To expedite the drain/sump identification process, plant personnel developed a color-coded chart, which was broken down by sump. The color codes were then used to create permanent signs for each sump, calling out its name and discharge location. After the signs were in place, an identifying color-matched circle was painted next to each drain. The color corresponds to the sump which the drain goes to. Now, if an accidental release occurs, the plant team will instantly know which sump to secure, saving precious time.
Progress in driving towards cultural excellence
As Woodbridge Energy Center entered its fourth year of commercial operation, management wanted to focus on understanding how to reinforce the best elements of the plant’s culture. The challenge the team faced was how to effectively gather and present information in a way that provided understanding and visibility of individual program elements and how they connect the team as a whole.
In November 2018, plant personnel were surveyed and asked to list their top five personal values and rank them in order of importance to themselves. The survey was anonymous to ensure that employees felt comfortable enough to put down their true top five. Once all of the results were collected, the responses were compiled, combined, and sorted in order to come up with the top five guiding values for the entire team.

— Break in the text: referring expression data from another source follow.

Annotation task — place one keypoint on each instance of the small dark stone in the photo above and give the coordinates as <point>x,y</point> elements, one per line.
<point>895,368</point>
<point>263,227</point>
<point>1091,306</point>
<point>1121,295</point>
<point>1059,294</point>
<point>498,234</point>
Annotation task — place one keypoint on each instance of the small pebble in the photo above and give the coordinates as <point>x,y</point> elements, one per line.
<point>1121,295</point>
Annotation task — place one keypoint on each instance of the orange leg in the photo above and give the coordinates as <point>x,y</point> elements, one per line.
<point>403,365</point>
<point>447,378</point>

For Woodbridge, those top five values were teamwork, accountability, integrity, learning, and respect. Results in hand, the team, at a December 2018 safety meeting, came up with the three areas they felt would most benefit from knowing team values—safety, excellence, and availability. These were promoted on the graphic, which then was posted in various locations around the site (conference room, control room, etc) as a reminder of what the team uses to guide and drive daily decision-making.

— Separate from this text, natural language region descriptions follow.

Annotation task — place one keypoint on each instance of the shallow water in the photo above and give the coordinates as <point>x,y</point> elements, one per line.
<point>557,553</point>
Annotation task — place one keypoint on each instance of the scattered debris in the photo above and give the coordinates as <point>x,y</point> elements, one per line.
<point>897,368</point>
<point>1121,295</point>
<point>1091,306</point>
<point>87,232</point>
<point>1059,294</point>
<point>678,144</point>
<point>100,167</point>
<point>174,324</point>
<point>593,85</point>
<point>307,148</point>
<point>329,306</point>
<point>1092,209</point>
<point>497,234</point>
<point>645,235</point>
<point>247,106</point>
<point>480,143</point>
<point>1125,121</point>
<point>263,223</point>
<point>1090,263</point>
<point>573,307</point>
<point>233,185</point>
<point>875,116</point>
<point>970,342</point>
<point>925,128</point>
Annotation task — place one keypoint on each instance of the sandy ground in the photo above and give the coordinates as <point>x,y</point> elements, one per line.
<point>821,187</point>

During the six safety meetings in 2019, each of the five values was singled out and discussed in detail. The discussions focused on explaining what each value truly means to plant personnel, how it applies to the work at hand, and in most cases, a group activity or survey in order to continue building a positive work climate. Surprisingly, the deep dives on team values proved the most beneficial and rewarding part of the process.
This was particularly evident during the February 2019 meeting where the value of learning was highlighted. Prior to the meeting, plant personnel were given a 70-question Learning Styles Survey and asked to answer each question from 0 (not like me) to 2 (exactly like me). Survey results were averaged across all 22 team members to create a radar plot showing how the team learns best. Using this information, management was able to cater to the remaining values discussions in a way that would be the most beneficial to employees.

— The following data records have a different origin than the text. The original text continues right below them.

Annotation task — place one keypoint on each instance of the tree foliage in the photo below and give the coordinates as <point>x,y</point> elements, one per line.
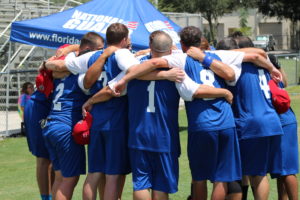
<point>289,9</point>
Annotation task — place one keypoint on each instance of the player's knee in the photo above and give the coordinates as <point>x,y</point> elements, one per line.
<point>234,187</point>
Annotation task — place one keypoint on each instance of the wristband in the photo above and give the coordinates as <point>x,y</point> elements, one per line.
<point>207,61</point>
<point>44,64</point>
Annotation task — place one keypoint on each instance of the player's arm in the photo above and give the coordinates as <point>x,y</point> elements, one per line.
<point>218,67</point>
<point>142,52</point>
<point>189,90</point>
<point>66,50</point>
<point>56,65</point>
<point>133,69</point>
<point>60,75</point>
<point>95,70</point>
<point>252,50</point>
<point>260,61</point>
<point>104,94</point>
<point>174,74</point>
<point>206,91</point>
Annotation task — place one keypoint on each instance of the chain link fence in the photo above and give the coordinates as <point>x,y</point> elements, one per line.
<point>11,83</point>
<point>290,63</point>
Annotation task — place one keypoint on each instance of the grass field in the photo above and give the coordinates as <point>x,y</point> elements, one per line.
<point>17,166</point>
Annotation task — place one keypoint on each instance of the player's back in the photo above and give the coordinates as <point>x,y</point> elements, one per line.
<point>153,114</point>
<point>207,114</point>
<point>253,110</point>
<point>112,114</point>
<point>36,109</point>
<point>68,99</point>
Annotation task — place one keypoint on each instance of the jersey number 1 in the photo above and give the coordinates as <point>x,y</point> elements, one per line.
<point>151,87</point>
<point>60,90</point>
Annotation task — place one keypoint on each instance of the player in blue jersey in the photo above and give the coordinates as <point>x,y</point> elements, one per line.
<point>180,62</point>
<point>253,113</point>
<point>160,141</point>
<point>36,109</point>
<point>287,183</point>
<point>68,158</point>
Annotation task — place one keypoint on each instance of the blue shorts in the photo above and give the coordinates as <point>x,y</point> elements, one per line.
<point>214,155</point>
<point>155,170</point>
<point>261,155</point>
<point>33,113</point>
<point>108,152</point>
<point>289,150</point>
<point>65,154</point>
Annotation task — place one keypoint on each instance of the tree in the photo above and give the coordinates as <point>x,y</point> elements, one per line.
<point>289,9</point>
<point>211,10</point>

The learning-styles assessment allowed development of a teamwork exercise that encompassed the styles of all members. These learning styles were taken into consideration when creating future training programs for the full plant staff. This personalized approach to the values discussions, safety meetings, and training in general continued on through the remainder of 2019. It culminated in a year-end values survey to reflect on how this experience improved staff morale while creating a sense of ownership.
After the values assessment on learning styles, it was possible to plan training for the remainder of the year that best met the needs of the plant staff. This intentional planning led to more successful training and higher concept retention.